Por toda a Europa de então, em maior ou menor escala, crianças em número expressivo foram privadas do convívio de seus genitores, em especial dos pais. No imediato pós-guerra, em 1946, estimava-se que houvesse em torno de 180 mil crianças vagando pelas ruas de Roma, Nápoles e Milão, sobrevivendo como podiam, o que motivou um apelo do papa para que se cuidasse delas. Na Polônia, país que teve 1/6 de sua população ceifada pela guerra, o saldo foi de mais de 1 milhão de órfãos.
Mas se a infância como um todo sofreu duramente as consequências do conflito, às crianças geradas a partir do relacionamento entre os alemães invasores e mulheres dos países invadidos reservou-se verdadeiro martírio. Calcula-se que entre 1 e 2 milhões de crianças viveram essa situação. Na Noruega, onde houve entre 8 e 12 mil nessa situação, elas e suas mães foram vítimas não só da ira da sociedade, mas também de discriminações que partiam de pressupostos similares aos dos nazistas a quem se condenava e odiava.

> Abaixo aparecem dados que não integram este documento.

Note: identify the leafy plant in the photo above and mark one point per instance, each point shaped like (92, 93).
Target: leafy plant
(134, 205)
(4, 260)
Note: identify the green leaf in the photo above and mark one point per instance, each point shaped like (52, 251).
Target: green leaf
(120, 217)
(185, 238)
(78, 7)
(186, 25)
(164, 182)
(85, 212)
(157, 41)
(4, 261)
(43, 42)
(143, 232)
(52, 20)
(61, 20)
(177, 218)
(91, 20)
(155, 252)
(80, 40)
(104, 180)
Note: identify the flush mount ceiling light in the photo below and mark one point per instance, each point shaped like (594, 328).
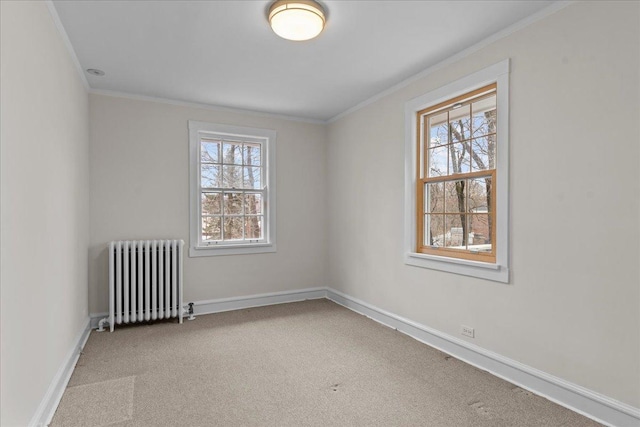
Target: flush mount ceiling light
(95, 72)
(296, 19)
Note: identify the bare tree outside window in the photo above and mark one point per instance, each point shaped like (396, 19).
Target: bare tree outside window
(458, 144)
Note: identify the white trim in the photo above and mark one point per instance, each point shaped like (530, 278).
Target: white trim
(242, 302)
(572, 396)
(496, 73)
(238, 303)
(51, 398)
(95, 318)
(212, 107)
(267, 139)
(67, 43)
(548, 11)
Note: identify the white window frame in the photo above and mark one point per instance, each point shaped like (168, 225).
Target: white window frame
(267, 138)
(498, 271)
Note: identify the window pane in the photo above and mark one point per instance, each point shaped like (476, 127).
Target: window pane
(437, 161)
(232, 204)
(211, 228)
(454, 196)
(209, 151)
(479, 232)
(438, 130)
(232, 176)
(434, 230)
(253, 203)
(232, 153)
(253, 227)
(479, 195)
(460, 123)
(484, 116)
(251, 177)
(211, 203)
(233, 228)
(459, 158)
(483, 154)
(210, 176)
(251, 154)
(434, 197)
(454, 232)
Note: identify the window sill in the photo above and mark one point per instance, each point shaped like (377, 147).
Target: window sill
(464, 267)
(254, 248)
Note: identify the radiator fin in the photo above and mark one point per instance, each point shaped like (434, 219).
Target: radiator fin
(145, 280)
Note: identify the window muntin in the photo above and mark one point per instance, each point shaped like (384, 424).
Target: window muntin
(456, 182)
(232, 189)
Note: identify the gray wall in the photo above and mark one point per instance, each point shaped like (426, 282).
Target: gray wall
(140, 190)
(572, 308)
(45, 207)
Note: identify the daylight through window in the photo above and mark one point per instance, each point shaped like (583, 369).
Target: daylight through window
(456, 183)
(231, 189)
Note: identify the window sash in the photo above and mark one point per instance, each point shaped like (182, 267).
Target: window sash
(263, 191)
(424, 142)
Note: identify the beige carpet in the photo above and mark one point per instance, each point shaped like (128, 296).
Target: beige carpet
(312, 363)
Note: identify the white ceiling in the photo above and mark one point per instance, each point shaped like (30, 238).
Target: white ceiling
(224, 53)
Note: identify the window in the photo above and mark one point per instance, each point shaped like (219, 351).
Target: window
(232, 189)
(455, 191)
(457, 176)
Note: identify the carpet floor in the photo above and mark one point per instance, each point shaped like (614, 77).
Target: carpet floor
(311, 363)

Primeiro tentaram fazê-las imigrar para a Austrália, sem saber se suas mães – que como elas foram destituídas da cidadania norueguesa – assim o desejavam. Como o intento naufragou, pois os australianos não desejavam ficar com crianças “alemãs”, deram a elas um rótulo macabro: partindo da premissa de que suas mães, por terem se relacionado com alemães, tinham algum tipo de desvio mental, estenderam essa lógica às crianças, como possíveis portadoras de deficiência mental. Assim, calcula-se que cerca de 4 mil delas tenham sido destinadas a instituições para excepcionais. Anos depois, na década de 80, um médico avaliou que, se tratadas como outras crianças, poderiam ter levado vidas normais.

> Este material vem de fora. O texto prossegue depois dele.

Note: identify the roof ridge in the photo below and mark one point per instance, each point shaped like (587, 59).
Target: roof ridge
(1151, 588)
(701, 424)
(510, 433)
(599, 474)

O olhar para a infância e a adolescência é apenas um dos muitos recortes possíveis que Continente selvagem, obra do escritor e historiador inglês Keith Lowe, permite ao olharmos para as devastadoras consequências da Segunda Guerra e o estado de anomia em que a Europa se encontrou nos anos finais do conflito e naqueles imediatamente posteriores a ele.
Deixando de lado certa tendência à romantização da reconstrução europeia, Lowe busca contar a história desse período marcado pelo uso da força e dos expedientes de que cada um dispunha. “Homens armados percorrem as ruas pegando o que desejam e ameaçando qualquer um que procure impedi-los. Mulheres de todas as classes se prostituem por comida e proteção. Não existe vergonha. Não existe moral. Existe apenas sobrevivência”, resume o autor na introdução.

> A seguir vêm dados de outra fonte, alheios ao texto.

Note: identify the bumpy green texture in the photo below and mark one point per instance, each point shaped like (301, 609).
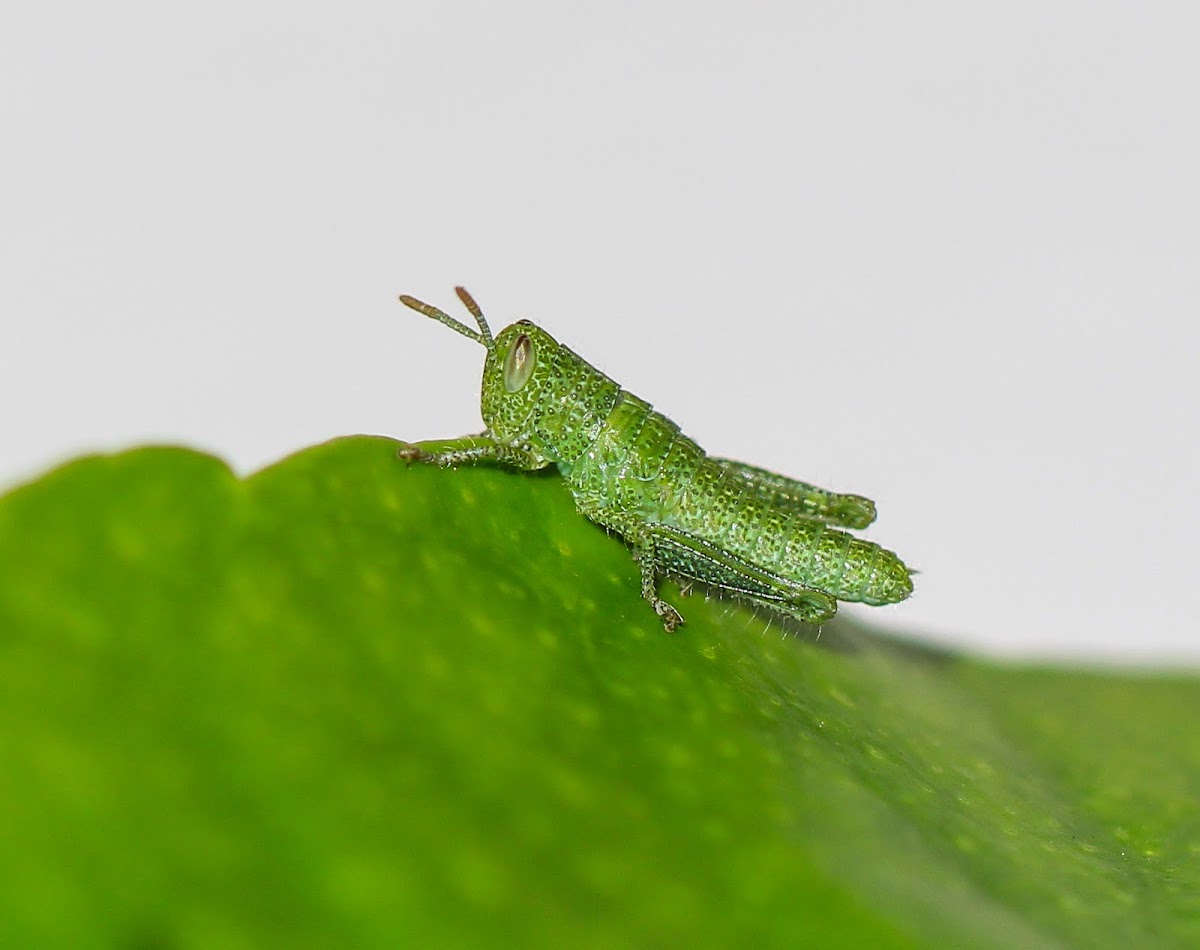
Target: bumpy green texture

No livro, Lowe reúne farto material que mostra não só a traumática liberação dos campos de concentração, mas diversas mazelas de então a partir de ângulos pouco explorados, em especial de forma conjunta. Num momento em que o equilíbrio de forças estava se refazendo, vê-se em paralelo as limpezas étnicas na Polônia, na Ucrânia e na Iugoslávia, a guerra civil na Grécia, locais em que a guerra exacerbou conflitos internos já existentes. E, também, o impulso de vingança de, entre outros, italianos e franceses, depois de anos subjugados pelos alemães.
Reavivar essas narrativas hoje, em tempos de Aleppo, é um alerta necessário. Na ilusão que a linearidade histórica nos concede, o que há de menos heroico ou louvável acaba sempre obscurecido após algum tempo. Nunca é demais lembrar que, de certa forma, estamos sentados em cima das heranças deste continente selvagem.
Continente selvagem – O caos na Europa depois da Segunda Guerra Mundial, de Keith Lowe, Zahar, 504 páginas, tradução de Rachel Botelho e Paulo Schiller, R$ 89,90; e-book: R$ 49,90.

Continente selvagem – O caos na Europa depois da Segunda Guerra Mundial, de Keith Lowe, Zahar, 504 páginas, tradução de Rachel Botelho e Paulo Schiller, R$ 89,90; e-book: R$ 49,90.